Toutefois, la Cour de cassation rappelle que dès lors que l’administration avait, du temps où le salarié était protégé, refusé d’autoriser le licenciement pour les mêmes faits, l’employeur ne pouvait pas les invoquer à nouveau pour rompre le contrat au terme de la période de protection dudit salarié. La haute juridiction semble ainsi, sans l’écrire, accorder une autorité de chose jugée à l’administration.
Précisément, l’administration avait considéré que la manutention que le salarié avait refusé d’exécuter n’était pas inhérente à son contrat de travail et résultait d’une modification à laquelle il pouvait s’opposer. La manutention n’entrant pas dans ses attributions, son refus ne motivait pas la rupture de son contrat de travail.
Le principe – de l’impossibilité de licencier un ancien salarié protégé pour des faits ayant été précédemment écartés par l’administration – acquis, se pose la question du salarié qui réitère les faits ; la persistance du comportement peut éventuellement devenir fautive. C’est pourquoi la Cour de cassation, dans un précédent arrêt allant dans le même sens (Cass. Soc. 9 juillet 2014, 13-16434), avait précisé que le licenciement prononcé au terme du mandat d’un salarié, pour des motifs ayant préalablement fait l’objet d’une décision de refus de l’administration, n’était pas fondé car « ces motifs n’étaient pas justifiés par des circonstances postérieures à la décision administrative ». Dans une décision plus ancienne (Cass. Soc. 3 juillet 2003, 00-44625), la haute juridiction avait également envisagé cette possibilité alors que le salarié avait commis « de nouvelles fautes qui s’ajoutaient à celles commises avant la réintégration ». Elle avait toutefois cassé l’arrêt d’appel qui avait jugé le licenciement causé car il n’avait pas énoncé « que les fautes postérieures constituaient à elle seules une cause réelle et sérieuse du licenciement ».
Partant, la Cour de cassation envisage la possibilité que le licenciement d’un ancien salarié protégé puisse être validé en raison de faits ayant été auparavant écartés par l’administration à la condition que (i) des circonstances postérieures à la décision administrative le motivent et que (ii) ces circonstances justifient à elles seules une cause réelle et sérieuse.

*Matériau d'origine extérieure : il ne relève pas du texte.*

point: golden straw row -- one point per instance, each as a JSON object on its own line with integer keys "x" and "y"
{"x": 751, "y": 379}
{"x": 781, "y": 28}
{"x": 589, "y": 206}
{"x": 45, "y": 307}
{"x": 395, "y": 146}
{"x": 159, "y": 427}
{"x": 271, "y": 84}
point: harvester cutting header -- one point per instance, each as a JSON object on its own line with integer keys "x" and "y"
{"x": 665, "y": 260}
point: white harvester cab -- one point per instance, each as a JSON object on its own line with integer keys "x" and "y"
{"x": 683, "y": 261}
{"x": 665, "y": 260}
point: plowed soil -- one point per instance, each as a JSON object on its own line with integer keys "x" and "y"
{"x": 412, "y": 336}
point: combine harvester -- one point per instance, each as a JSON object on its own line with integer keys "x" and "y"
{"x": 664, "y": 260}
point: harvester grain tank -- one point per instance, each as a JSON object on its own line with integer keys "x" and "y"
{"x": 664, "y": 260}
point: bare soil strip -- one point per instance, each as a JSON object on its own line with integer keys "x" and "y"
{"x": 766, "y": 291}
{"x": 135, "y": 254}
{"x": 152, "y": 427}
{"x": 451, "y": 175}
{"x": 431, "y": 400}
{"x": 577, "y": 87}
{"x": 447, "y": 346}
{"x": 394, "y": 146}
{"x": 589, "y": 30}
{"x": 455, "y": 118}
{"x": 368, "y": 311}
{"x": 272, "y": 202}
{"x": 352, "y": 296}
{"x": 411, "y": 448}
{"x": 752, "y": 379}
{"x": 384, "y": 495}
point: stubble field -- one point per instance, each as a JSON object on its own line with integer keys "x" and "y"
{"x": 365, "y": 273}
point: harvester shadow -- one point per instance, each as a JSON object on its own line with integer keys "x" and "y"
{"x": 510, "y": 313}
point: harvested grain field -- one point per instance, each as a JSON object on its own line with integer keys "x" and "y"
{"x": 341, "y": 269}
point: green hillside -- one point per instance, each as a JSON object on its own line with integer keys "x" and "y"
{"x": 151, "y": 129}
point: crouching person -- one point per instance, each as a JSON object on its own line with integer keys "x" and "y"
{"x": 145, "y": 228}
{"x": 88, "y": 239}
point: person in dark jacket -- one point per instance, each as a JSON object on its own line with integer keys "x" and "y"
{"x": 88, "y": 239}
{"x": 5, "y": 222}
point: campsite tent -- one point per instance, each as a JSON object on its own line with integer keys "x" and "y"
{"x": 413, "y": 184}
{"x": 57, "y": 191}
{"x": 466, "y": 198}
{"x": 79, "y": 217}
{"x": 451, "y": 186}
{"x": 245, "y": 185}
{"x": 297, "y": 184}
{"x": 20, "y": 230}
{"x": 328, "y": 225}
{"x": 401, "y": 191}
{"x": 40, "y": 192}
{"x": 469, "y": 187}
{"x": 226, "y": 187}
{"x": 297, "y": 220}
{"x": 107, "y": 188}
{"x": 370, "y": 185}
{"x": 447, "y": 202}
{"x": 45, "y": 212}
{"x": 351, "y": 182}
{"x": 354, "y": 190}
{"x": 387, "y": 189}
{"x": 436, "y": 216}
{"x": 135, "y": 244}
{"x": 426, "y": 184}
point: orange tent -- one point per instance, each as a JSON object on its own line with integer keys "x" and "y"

A défaut, le licenciement sera jugé sans cause réelle et sérieuse (voir dans le même sens : Cass. Soc. 15 janvier 2013, 11-18800 ; Cass. Soc. 27 octobre 1998, 96-40880 ; Cass. Soc. 19 décembre 1990, 88-43526).
Le licenciement pourra même être jugé nul si l’administration avait refusé l’autorisation de licenciement « au motif que la demande était liée au mandat et aux responsabilités de représentant du personnel du salarié », le licenciement ensuite prononcé étant subséquemment « fondé sur des motifs discriminatoires » (Cass. Soc. 9 juillet 2014, 13-16434).